Co prawda znajomość niektórych nazw jest niezbędna do handlu z obcokrajowcami, ale chodziło mi tu o skrajne przypadki, kiedy jest to robione na siłę, niepotrzebnie i w moim doznaniu bardziej na popis.
Mam nadzieję, że w przedsprzedaży będzie do kupienia wersja angielska, nawet po wyższej cenie :>
Śrubokręt91
Aha, czyli jest roznica medzy pl/ang nazwa przedmiotu, ale juz 'defence' jest ok :D
A nazwy przedmiotow nie sa zangielszczone na sile, tylko spolszczone, poniewaz pierwsza byla wersja angielska. Chyba, ze tutaj tez o czyms nie wiem?:P
---
Edit: Paudyn, zajrzysz kiedys do vl? Jest do Ciebie pytanie ;)
Nie chce mi się już ciągnąć tego wątku. Myślę, że znanie angielskich nazw jest zbędne, a popisywanie się tym, że się je zna to głupota.
Dobra nie zangielszczanie, tylko nazywanie po angielsku. To sugeruje jakby polska nazwa była oryginalna.
Paudyn zawsze możesz sobie grę sprowadzić.
Śrubokręt91 --> ale to Ty pierwszy napisales o 'uczeniu sie nazw', a teraz o 'popisywaniu sie'. Smiem podejrzewac, ze mimo tego, co pisales wczesniej, jednak masz spory problem z angielskim :)
Powinienem od tego zacząć, ale tym skończę.

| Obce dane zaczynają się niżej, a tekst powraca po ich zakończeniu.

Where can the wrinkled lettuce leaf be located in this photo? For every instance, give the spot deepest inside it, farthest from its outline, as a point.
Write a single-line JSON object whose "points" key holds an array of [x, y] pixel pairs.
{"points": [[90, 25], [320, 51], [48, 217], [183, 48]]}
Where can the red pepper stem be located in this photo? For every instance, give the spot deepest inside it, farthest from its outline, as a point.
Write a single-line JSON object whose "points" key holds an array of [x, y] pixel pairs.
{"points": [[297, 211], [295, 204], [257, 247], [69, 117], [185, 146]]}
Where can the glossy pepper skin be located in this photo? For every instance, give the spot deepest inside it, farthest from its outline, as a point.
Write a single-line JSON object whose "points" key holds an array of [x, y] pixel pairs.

Trafiły mi się rękawice Pięść Maga. Wymieniałem się z polakiem, a on zaproponował mi inny unikat tyle że nazwał go po angielsku. Zwyczajnie spytałem który to, a on wyśmiał mnie i powiedział że nie umiem grać. Potem łaskawie powiedział mi który to, ale nie wiedziałbym o który chodziło nawet gdyby nazwał go po polsku; był to amulet dający ładunki z golemami. Dalej nie pamiętam jak się zwał. Tak więc mając go w pamięci napisałem że śmieszą mnie tacy ludzie. Myślący że są lepsi kiedy nauczą się nazw lub statystyk przedmiotów na pamięć. Ludzie mający grę zamiast życia.

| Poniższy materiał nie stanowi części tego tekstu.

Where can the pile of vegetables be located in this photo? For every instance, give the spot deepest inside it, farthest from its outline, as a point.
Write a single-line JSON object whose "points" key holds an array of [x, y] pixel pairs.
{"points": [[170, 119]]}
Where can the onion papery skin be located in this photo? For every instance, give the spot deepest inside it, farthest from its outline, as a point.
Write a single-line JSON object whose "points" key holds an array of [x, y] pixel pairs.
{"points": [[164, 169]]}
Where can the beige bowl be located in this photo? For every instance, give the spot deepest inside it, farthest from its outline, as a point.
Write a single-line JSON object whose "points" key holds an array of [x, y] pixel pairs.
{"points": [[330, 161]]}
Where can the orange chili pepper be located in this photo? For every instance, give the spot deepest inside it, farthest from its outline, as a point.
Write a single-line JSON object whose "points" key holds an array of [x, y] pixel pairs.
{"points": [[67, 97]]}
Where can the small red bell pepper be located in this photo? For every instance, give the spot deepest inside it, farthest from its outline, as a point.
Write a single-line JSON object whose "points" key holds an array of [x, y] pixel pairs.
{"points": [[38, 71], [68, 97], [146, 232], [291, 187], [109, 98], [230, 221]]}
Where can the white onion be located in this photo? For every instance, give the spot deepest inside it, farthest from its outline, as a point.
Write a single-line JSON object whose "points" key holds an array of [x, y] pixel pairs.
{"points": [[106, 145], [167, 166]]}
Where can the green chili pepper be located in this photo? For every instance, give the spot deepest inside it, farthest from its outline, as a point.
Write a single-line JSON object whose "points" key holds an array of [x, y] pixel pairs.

Normalnie angielski jest potrzebny w niesamowitym stopniu, w grach również z powodów, które sam wymieniłem. Nie dziwię się też ludziom, którzy wolą gry w wersji anglojęzycznej kiedy ta jest oryginalną. Sam wolą oglądać filmy po angielsku. Nie zawsze nawet mam do nich napisy i chociaż nie zrozumiem wszystkiego dosłownie. To cały kontekst jest dla mnie oczywisty i prosty do zrozumienia, szczególnie w filmach akcji. Oglądałem tak przykładowo Spidermana 3. Wiem, że nie ma się czym chwalić, bo nie było tam żadnych trudnych słów, ale to na zbicie tego przypuszczenia o moim kulawym angielskim.

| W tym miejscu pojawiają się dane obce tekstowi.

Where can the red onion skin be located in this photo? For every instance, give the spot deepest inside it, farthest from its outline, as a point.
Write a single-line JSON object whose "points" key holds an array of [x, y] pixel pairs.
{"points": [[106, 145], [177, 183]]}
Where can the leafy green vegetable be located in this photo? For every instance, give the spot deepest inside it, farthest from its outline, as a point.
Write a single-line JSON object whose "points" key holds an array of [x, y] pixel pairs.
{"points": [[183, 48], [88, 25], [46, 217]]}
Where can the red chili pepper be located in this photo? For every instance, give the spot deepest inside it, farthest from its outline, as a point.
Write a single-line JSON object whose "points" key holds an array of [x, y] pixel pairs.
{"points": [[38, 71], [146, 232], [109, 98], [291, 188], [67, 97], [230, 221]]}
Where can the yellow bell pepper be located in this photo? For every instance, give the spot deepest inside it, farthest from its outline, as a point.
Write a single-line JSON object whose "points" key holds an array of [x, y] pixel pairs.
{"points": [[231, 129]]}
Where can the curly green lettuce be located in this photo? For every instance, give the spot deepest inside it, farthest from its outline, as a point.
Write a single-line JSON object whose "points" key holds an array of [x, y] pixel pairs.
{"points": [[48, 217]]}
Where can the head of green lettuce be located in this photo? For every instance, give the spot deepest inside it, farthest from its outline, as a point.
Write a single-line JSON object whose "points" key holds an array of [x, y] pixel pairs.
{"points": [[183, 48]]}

Nie chce mi się już do tego ciągle wracać, tym bardziej że mam silne wrażenie że zwyczajnie się ze mną drażnisz dobrze wiedząc co miałem od początku namyśli.
No widzisz, trzeba bylo tak napisac od poczatku. Bo to ze trafiaja sie pajace na battle.necie jest oczywiste (jak w kazdej innej grze sieciowej).
Coy2K - a ty jesteś niedorobionym palantem :P
Pamiętam te czasy kiedy jeszcze nie miałem komputera jeździłem do brata ciotecznego i razem rezaliśmy w Diablo II. Tym samym przeszliśmy całe, a ta fascynująca walka z Diablo, ach.